Although born and raised in the city of Cincinnati, she said, "I've always had a love for the land and for nature." That love has shaped her ministry.

Pratt's work with Catholic Rural Life led her to a position on a bishops' conference task force on food, hunger and land issues. She holds a master's degree from Ohio State University in rural sociology with a concentration on community development, and has served as a nontraditional partner for Ohio State's vice president's committee on development of the school's College of Food, Agricultural, and Environmental Sciences.

Recently, she discussed her work in Earth care on a panel at the Ohio Interfaith Power and Light's annual Earthkeeping Summit in Columbus.

 

 

For Pratt, much of her more than 30 years in the field has been spent working with farmers in the Toledo diocese as a rural life director. That had her educating local parishes about Catholic social teaching and how it relates to the land, food and people, as well as organizing rural life Masses and working on behalf of farmers and rural issues. Her work functions as bringing about "a community of care," she said.

"Farmers and those who care about the land became my partners in all we did. Their honesty, openness, willingness to share their burdens and their joys in their lives help keep my ministry real," Pratt said.

She has brought together large-scale and small-scale operators and traditional and organic growers around the table, where they share common values, listen to differences and together find ways to minister to each other and serve as "best we could the common good."

Pratt remembers the late 1980s, when a severe drought hit Ohio. She organized two liturgies, at opposite ends of the county, for those who had lost their crops. They came together not to pray for rain, but simply to "gather together in their need."

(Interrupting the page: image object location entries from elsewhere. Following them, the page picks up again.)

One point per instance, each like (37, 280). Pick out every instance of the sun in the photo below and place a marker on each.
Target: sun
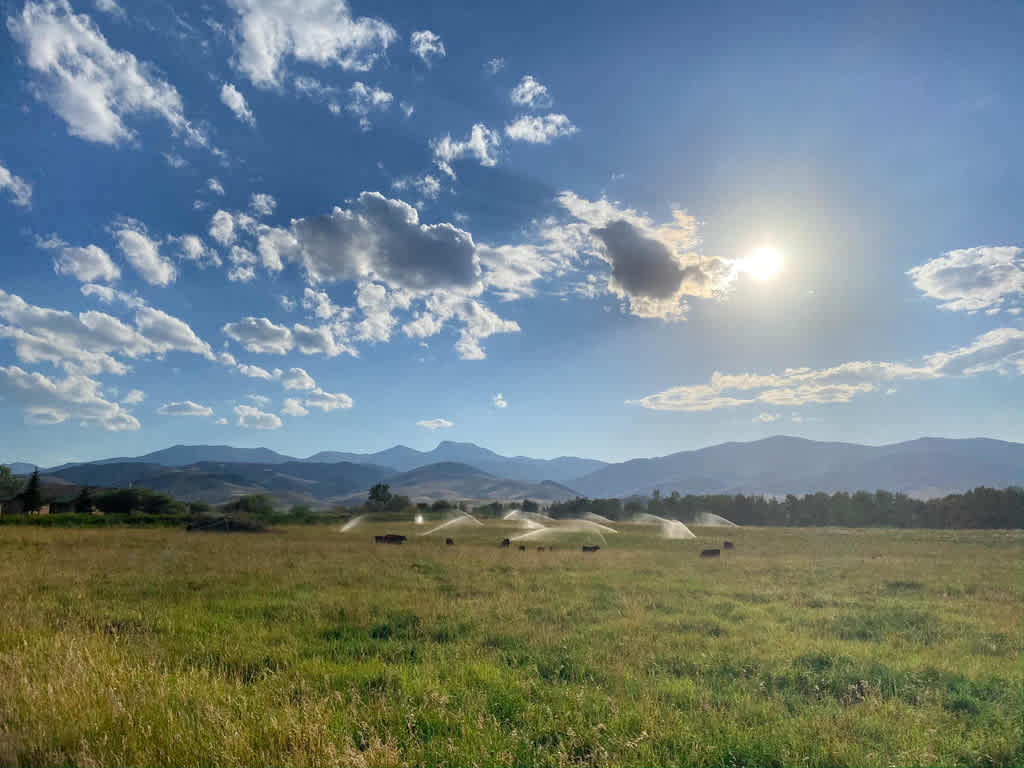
(763, 263)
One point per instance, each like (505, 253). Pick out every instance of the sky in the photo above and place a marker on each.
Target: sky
(311, 224)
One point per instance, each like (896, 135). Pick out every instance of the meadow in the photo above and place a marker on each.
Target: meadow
(307, 646)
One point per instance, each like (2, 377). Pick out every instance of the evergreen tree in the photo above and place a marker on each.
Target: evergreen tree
(32, 496)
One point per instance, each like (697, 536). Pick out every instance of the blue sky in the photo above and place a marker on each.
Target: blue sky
(314, 225)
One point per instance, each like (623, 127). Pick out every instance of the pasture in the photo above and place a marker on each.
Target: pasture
(306, 646)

At one meeting, held among farmers and agricultural economists at Ohio State during the drought, a speaker told the audience they had reason to rejoice because the crop situation in Ohio was better than it was in Brazil. The farmers responded by saying there was no room for happiness when their brothers in Brazil were in worse shape than they were.

Connecting farm to city

In working with farmers, Pratt has not forgotten about the city. In 1996, she helped start a community garden program in Toledo for low-income residents: Toledo GROWS (Gardens Revitalize Our World), which began with six plots and has since expanded to include 140 gardens, an urban education center and other urban agriculture programs.

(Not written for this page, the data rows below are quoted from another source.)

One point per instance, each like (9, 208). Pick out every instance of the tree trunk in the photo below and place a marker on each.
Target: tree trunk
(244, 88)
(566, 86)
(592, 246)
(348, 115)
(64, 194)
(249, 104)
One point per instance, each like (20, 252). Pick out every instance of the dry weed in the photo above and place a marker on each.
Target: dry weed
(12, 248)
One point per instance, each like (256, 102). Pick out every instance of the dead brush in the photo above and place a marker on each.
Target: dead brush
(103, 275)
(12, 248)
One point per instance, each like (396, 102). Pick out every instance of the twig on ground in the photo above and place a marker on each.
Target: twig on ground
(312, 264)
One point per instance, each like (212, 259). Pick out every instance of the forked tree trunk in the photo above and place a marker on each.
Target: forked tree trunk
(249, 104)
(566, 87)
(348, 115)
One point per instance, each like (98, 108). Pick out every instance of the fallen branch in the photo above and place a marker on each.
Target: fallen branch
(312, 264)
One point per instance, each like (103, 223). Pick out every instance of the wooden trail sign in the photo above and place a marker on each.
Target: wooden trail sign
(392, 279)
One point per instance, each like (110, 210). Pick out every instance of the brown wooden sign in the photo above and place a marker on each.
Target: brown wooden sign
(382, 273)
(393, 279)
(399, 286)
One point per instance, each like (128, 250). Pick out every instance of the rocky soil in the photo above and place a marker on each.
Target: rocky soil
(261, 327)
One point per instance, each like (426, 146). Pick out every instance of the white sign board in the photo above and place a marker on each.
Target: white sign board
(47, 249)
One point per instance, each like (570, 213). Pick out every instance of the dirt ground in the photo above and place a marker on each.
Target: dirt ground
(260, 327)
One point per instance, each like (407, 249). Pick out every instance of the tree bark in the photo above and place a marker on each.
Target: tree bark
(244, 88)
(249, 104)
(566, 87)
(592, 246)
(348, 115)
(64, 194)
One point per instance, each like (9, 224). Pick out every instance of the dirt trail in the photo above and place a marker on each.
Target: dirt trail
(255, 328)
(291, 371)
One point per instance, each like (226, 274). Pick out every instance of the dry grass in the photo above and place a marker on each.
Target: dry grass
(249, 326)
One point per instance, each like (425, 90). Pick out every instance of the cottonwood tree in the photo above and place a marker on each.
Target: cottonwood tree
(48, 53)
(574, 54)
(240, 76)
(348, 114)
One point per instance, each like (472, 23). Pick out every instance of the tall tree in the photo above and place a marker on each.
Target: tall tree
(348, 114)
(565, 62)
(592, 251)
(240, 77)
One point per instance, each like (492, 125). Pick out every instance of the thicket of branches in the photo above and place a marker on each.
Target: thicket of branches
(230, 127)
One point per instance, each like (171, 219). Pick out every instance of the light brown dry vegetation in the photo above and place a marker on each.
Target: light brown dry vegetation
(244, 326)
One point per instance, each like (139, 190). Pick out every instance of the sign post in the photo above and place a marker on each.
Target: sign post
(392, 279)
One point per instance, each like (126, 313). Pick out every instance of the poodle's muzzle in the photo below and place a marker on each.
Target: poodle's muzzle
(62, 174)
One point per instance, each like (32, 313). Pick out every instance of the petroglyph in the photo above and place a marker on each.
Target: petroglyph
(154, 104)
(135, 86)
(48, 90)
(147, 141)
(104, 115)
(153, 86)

The garden project also blooms with human-interest stories.

She remembers the time when an elderly man who had been a Southern sharecropper in his early life before moving to the city expressed skepticism about the new neighborhood garden at Cherry Street Mission. "Why would we want to do that? Tomatoes are no darned good unless they're wrapped in cellophane," he said.

"His attitude just broke my heart," Pratt recalled.

But at another garden for children, outfitted with a teepee, hay bale and butterfly garden, there was a happier response. When the mayor of Toledo paid a visit, an 8-year-old girl told him, "Mr. Mayor, the garden is the only place where I feel safe."

Occasionally, Pratt gives presentations at local schools around the Cincinnati area, combining whimsy with social awareness. She has held pizza parties where, before kids eat the real thing, they make paper versions, discussing where the chili peppers and tomatoes come from, as well as the role of farmworkers and immigrants in the process, and the carbon footprint associated with delivering the finished pizza to their tables.

As Pratt continues her work as a rural life director for St. Martin Deanery of the Cincinnati archdiocese, she would like to see more people "develop an attitude of attentiveness and gratitude" toward the environment, and work toward public policies protecting it for current and future generations.

"We take our food and water for granted — those of us who have easy access to it. Most of us are not even aware of the many who are not eating so that we may be provided food from far away for our appetites at the expense of theirs," Pratt said.

[Sharon Abercrombie is a frequent contributor to Eco Catholic.]